Is there a better and more efficient way to do this in one line awk or perl. If possible, a one liner would be great help.
thanks.
You might want to look at the join command which does something very much like you're doing here, but generates a full database-style join. For example, assuming file1 and file2 contain the data you show above, then the commands
$ sort -o file1.out -t = -k 1,1 file1
$ sort -o file2.out -t = -k 1,1 file2
$ join -t = file1.out file2.out
produces the output
a^3=-124=-524
a^b=-123=-523
a^b=-123=-530
a^b=-130=-523
a^b=-130=-530
The sorts are necessary because, to be efficient, join requires the input file to be sorted on the keys being compared. Note though that this generates the full cross-product join, which appears not to be what you want.
(Note: The following is a very shell-heavy solution, but you could cast it fairly easily into any programming language with dynamic arrays and a built-in sort primitive. Unfortunately, awk isn't one of those but perl and python are, as are I'm sure just about every newer scripting language.)
It seems that you really want each instance of a key to be consumed the first time it's emitted in any output. You can get this as follows, again starting with the original contents of file1 and file2.
$ nl -s = -n rz file1 | sort -t = -k 2,2 > file1.out
$ nl -s = -n rz file2 | sort -t = -k 2,2 > file2.out
This decorates each line with the original line number so that we can recover the original order later, and then sorts them on the key for join. The remainder of the work is a short pipeline, which I've broken up into multiple blocks so it can be explained as we go.
join -t = -1 2 -2 2 file1.out file2.out |
This command joins on the key names, now in field two, and emits records like those shown from the earlier output of join, except that each line now includes the line number where the key was found in file1 and file2. Next, we want to re-establish the search order your original algorithm would have used, so we continue the pipeline with
sort -t = -k 2,2 -k 4,4 |
which sorts first on the file1 line number and then on the file2 line numbers. Finally, we need to efficiently emulate the assumption that a particular key, once consumed, cannot be re-used, in order to eliminate the unwanted matches in the original join output.
awk '
BEGIN { OFS="="; FS="=" }
$2 in seen2 || $4 in seen4 { next }
{ seen2[$2]++; seen4[$4]++; print $1,$3,$5 }
'
This ignores every line that references a previously scanned key in either file, and otherwise prints the following
a^b=-123=-523
a^3=-124=-524
a^b=-130=-530
This should be uniformly efficient even for quite large inputs, because the sorts are O(n log n), and everything else is O(n).

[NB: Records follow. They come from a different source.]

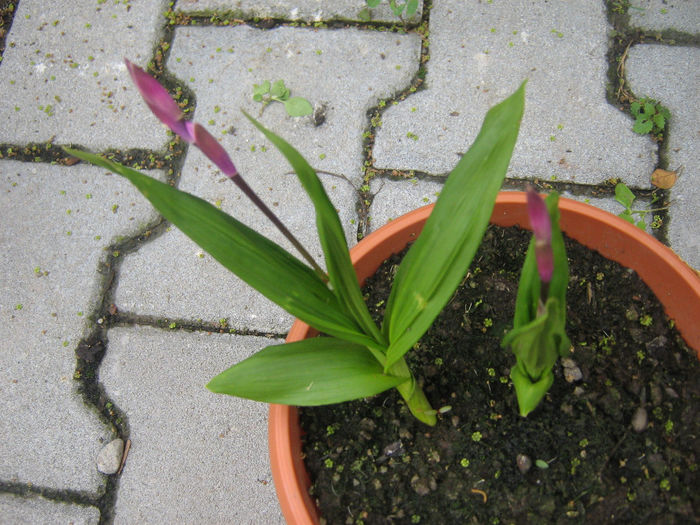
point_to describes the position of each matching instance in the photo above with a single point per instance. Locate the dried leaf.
(664, 179)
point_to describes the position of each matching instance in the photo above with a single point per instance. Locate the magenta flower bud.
(542, 228)
(160, 102)
(213, 150)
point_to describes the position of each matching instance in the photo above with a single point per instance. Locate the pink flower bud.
(214, 151)
(542, 228)
(160, 102)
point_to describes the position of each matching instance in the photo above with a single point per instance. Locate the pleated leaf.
(311, 372)
(440, 257)
(261, 263)
(335, 249)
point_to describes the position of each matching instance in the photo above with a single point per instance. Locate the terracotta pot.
(671, 280)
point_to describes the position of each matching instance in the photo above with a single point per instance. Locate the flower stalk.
(163, 106)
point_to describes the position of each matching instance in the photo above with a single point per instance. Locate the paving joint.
(374, 118)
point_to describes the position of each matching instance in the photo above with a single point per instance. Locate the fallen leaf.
(664, 179)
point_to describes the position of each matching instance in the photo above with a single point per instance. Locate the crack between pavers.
(374, 118)
(27, 491)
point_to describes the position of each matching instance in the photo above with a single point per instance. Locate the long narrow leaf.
(311, 372)
(340, 271)
(261, 263)
(441, 255)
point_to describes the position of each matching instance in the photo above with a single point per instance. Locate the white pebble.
(110, 457)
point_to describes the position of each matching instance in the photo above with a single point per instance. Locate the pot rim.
(673, 282)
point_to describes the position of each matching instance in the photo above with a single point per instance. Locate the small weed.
(624, 196)
(619, 6)
(277, 91)
(400, 9)
(649, 117)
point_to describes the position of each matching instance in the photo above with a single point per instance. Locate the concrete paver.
(198, 456)
(671, 75)
(41, 511)
(195, 456)
(64, 78)
(357, 68)
(306, 10)
(659, 15)
(479, 55)
(393, 198)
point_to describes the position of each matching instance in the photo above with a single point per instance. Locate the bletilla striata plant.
(356, 358)
(538, 337)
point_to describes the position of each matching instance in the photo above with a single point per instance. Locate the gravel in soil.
(615, 440)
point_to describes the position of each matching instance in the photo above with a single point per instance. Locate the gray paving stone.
(479, 54)
(672, 76)
(306, 10)
(63, 78)
(395, 198)
(16, 510)
(195, 456)
(658, 15)
(354, 77)
(57, 221)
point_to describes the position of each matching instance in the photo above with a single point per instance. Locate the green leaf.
(396, 8)
(440, 257)
(261, 263)
(624, 195)
(529, 286)
(261, 89)
(298, 107)
(335, 249)
(627, 215)
(537, 346)
(279, 91)
(659, 120)
(539, 337)
(311, 372)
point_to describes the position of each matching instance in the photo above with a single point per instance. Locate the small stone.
(524, 463)
(110, 457)
(394, 448)
(670, 392)
(657, 344)
(640, 419)
(572, 374)
(421, 486)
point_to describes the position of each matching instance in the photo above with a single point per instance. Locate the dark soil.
(372, 462)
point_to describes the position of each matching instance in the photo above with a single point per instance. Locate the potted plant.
(357, 359)
(671, 280)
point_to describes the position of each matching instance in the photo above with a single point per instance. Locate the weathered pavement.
(89, 268)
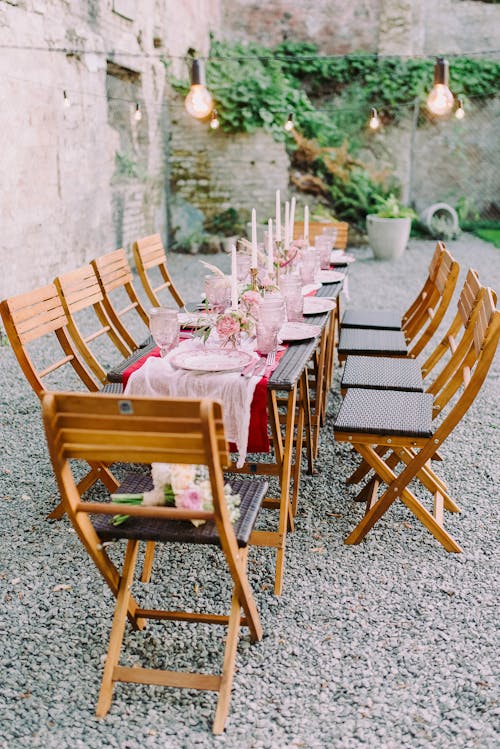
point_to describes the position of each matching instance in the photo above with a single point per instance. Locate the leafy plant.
(391, 207)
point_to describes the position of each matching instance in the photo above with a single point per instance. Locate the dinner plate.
(194, 319)
(330, 276)
(315, 305)
(298, 331)
(211, 360)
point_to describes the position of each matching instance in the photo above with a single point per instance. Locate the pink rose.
(189, 499)
(227, 326)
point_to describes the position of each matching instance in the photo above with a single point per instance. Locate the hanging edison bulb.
(440, 99)
(374, 119)
(199, 102)
(460, 113)
(214, 120)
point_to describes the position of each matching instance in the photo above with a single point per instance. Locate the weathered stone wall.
(80, 181)
(213, 171)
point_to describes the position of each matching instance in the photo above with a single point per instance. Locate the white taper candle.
(234, 280)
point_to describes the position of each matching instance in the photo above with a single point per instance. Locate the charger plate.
(211, 360)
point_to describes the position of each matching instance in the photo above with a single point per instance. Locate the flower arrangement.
(179, 485)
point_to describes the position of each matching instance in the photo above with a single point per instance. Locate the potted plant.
(389, 228)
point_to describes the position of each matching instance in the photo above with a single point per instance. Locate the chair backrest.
(150, 257)
(36, 317)
(466, 314)
(469, 365)
(109, 428)
(79, 291)
(424, 322)
(316, 229)
(114, 275)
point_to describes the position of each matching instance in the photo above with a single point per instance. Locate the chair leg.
(148, 562)
(227, 675)
(117, 630)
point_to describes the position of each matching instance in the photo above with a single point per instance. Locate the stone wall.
(81, 180)
(212, 171)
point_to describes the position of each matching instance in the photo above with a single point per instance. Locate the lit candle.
(254, 238)
(270, 255)
(278, 216)
(287, 225)
(292, 220)
(234, 280)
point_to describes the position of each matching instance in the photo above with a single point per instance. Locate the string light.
(374, 119)
(214, 120)
(460, 113)
(440, 99)
(199, 102)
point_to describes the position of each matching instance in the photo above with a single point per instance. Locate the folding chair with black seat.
(392, 373)
(115, 277)
(150, 259)
(37, 328)
(418, 330)
(83, 302)
(165, 430)
(376, 421)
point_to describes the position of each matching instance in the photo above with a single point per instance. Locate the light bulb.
(374, 119)
(199, 102)
(214, 121)
(440, 99)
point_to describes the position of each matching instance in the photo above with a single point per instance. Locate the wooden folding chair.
(114, 274)
(419, 327)
(401, 422)
(143, 430)
(316, 228)
(80, 291)
(37, 328)
(150, 257)
(384, 319)
(392, 373)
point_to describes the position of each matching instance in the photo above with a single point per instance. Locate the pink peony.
(190, 498)
(228, 325)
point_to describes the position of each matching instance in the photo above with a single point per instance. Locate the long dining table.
(297, 391)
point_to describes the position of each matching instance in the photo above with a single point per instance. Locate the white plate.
(315, 305)
(330, 276)
(211, 360)
(195, 319)
(298, 331)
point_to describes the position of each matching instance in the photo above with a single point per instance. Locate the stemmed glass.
(164, 327)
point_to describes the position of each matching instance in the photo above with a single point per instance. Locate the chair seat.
(385, 412)
(382, 373)
(251, 492)
(368, 318)
(372, 342)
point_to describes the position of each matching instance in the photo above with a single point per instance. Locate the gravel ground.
(388, 644)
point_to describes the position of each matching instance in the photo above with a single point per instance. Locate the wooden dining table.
(294, 419)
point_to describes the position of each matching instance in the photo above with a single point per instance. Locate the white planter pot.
(388, 236)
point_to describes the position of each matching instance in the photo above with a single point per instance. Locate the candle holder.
(253, 274)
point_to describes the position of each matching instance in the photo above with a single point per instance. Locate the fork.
(271, 358)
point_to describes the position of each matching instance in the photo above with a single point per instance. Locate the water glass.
(217, 292)
(164, 327)
(323, 244)
(291, 288)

try this awk codes, see if it would be faster than yours: (it could be an one-liner, if you join all lines, but I think with formatting, it is easier to read)
awk -F'=' -v OFS="^" 'NR==FNR{sub(/=/,"^");a[NR]=$0;t=NR;next}
{ s=$1
sub(/\^/,"\\^",s)
for(i=1;i<=t;i++){
if(a[i]~s){
print a[i],$2
delete a[i]
break
}
}
}' file1 file2
with your example, it outputs expected result:
a^b^-123^-523
a^3^-124^-524
a^b^-130^-530
But I think the key is performance here. so give it a try.